6. The auxiliary power supply system for urban rail vehicles according to any one of claims 1 to 5, wherein the charger comprises:

a current doubling circuit, a rectifying circuit and a filter circuit, wherein,

the input end of the current doubling circuit is connected with the output end of the three-phase bridge circuit, the output end of the current doubling circuit is connected with the input end of the rectifying circuit, the output end of the rectifying circuit is connected with the input end of the filter circuit, and the output end of the filter circuit is connected with the direct-current load equipment.
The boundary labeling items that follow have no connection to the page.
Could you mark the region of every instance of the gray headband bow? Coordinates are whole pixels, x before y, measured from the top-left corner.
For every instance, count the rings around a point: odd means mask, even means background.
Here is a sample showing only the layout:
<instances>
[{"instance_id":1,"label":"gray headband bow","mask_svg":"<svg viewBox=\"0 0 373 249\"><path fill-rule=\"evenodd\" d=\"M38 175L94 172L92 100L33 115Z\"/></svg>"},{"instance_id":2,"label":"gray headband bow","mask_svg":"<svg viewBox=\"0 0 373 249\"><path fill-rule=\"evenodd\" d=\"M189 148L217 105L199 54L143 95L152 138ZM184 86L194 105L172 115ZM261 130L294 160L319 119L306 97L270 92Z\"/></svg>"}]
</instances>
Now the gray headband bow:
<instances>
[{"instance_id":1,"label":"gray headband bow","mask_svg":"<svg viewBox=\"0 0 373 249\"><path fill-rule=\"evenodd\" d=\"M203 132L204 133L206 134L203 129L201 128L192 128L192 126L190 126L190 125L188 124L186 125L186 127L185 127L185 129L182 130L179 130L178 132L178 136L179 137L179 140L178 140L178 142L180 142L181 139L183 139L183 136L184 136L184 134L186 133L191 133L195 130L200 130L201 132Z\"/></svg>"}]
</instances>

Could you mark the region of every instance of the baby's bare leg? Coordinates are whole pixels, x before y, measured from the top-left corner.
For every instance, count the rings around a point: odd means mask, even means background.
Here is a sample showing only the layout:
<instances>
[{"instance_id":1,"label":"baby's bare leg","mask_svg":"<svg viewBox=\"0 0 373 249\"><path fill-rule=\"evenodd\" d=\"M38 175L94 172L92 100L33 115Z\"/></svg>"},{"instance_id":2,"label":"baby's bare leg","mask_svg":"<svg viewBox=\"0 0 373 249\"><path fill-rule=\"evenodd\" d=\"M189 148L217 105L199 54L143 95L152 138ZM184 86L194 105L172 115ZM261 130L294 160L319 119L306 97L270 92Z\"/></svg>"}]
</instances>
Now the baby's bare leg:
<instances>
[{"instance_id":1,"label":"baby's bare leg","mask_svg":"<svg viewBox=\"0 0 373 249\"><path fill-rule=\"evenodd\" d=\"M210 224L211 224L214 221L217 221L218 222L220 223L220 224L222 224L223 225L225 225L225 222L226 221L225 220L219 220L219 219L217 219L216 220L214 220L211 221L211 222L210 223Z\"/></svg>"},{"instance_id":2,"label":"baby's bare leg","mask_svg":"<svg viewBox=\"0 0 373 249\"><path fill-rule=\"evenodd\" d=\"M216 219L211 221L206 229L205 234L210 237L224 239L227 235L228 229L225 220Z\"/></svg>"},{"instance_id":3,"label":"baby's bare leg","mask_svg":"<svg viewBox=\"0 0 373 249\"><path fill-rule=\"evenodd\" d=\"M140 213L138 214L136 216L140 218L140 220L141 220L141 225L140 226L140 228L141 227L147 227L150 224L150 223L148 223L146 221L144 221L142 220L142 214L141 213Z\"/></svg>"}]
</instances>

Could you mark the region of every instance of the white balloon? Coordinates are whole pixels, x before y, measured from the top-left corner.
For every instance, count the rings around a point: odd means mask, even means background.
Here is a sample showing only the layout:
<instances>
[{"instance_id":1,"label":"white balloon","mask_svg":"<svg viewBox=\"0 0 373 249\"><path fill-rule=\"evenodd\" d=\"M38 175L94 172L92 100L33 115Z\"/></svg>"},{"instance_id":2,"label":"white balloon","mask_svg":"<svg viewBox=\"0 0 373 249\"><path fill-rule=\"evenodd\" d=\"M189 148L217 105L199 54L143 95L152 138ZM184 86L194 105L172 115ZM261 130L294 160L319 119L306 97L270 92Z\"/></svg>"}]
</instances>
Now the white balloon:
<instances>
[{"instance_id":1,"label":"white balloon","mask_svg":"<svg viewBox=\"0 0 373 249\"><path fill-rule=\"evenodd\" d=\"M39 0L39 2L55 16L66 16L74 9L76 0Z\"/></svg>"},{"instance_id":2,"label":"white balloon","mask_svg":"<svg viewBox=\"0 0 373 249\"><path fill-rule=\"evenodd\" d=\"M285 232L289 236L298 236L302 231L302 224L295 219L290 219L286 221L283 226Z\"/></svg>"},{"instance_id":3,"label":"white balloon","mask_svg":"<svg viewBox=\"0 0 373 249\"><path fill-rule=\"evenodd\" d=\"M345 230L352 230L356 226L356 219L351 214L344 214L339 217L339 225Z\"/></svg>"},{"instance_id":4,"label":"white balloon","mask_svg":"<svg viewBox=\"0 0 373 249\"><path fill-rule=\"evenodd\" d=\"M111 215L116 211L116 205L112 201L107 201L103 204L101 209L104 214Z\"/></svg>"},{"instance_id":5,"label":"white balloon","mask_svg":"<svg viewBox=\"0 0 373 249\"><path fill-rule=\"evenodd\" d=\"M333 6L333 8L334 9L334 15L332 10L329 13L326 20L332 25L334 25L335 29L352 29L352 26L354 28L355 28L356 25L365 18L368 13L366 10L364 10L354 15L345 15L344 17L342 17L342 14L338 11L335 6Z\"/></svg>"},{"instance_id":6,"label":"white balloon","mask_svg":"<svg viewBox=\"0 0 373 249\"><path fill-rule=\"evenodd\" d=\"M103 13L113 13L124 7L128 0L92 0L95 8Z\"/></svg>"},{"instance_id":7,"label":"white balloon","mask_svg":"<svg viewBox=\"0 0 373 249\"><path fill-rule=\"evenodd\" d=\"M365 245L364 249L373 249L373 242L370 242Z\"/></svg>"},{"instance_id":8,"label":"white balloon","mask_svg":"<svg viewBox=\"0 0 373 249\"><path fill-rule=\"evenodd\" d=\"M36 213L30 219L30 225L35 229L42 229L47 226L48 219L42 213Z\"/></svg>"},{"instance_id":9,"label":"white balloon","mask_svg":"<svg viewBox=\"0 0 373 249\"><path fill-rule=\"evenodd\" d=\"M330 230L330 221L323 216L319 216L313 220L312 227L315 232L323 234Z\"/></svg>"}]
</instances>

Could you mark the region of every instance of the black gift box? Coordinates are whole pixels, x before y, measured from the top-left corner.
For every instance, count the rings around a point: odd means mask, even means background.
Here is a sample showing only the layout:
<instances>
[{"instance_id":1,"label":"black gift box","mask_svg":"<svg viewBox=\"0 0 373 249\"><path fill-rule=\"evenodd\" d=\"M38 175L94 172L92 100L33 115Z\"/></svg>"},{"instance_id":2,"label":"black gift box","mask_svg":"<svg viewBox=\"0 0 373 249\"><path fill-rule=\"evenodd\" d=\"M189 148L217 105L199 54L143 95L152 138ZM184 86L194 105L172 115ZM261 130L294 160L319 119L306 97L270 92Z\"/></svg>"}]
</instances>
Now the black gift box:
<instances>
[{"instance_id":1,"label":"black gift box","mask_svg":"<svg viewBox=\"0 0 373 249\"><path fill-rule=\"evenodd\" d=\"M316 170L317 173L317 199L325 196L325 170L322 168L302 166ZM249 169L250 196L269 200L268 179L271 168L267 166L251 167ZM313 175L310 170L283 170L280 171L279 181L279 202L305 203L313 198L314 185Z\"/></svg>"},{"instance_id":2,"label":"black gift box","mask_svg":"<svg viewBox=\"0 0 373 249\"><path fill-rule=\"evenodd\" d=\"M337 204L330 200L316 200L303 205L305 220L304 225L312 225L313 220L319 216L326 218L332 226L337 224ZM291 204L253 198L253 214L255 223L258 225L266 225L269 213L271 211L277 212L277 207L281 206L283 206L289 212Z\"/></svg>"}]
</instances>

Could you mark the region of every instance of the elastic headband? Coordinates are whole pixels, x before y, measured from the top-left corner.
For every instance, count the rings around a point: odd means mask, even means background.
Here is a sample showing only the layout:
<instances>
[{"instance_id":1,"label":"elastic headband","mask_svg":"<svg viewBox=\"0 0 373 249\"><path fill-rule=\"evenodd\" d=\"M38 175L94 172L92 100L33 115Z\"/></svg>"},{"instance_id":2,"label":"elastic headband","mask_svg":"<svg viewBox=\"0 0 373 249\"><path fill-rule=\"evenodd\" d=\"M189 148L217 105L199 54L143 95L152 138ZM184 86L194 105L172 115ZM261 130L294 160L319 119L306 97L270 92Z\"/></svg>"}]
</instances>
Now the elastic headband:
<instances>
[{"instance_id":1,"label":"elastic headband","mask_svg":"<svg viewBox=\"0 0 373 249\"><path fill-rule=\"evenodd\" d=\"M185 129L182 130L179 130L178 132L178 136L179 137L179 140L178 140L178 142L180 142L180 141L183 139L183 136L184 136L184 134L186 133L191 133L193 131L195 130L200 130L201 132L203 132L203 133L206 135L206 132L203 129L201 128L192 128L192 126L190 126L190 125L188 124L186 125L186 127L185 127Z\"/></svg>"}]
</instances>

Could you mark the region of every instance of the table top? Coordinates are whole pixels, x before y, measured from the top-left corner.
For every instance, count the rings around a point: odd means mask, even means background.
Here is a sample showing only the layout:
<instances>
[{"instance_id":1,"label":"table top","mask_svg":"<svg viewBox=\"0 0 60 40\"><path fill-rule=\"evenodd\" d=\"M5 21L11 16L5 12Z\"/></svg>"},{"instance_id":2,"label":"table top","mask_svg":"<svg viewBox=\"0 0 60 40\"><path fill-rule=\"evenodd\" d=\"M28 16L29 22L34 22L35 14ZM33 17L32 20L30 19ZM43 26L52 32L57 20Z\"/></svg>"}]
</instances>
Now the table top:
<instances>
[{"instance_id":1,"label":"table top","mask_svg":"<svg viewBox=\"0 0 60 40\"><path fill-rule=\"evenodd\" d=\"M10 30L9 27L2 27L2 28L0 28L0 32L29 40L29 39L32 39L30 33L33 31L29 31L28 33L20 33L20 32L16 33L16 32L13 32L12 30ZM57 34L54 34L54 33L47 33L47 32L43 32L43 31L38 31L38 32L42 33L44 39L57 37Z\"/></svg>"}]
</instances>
7. The auxiliary power supply system for an urban rail vehicle according to any one of claims 1 to 5, wherein the auxiliary inverter comprises:

a cascade rectification circuit, a filter circuit and an inversion unit, wherein,

the input end of the cascade rectification circuit is connected with the output end of the three-phase bridge circuit, the output end of the cascade rectification circuit is connected with the input end of the filter circuit, the output end of the filter circuit is connected with the input end of the inversion unit, and the output end of the inversion unit is connected with the alternating current load equipment.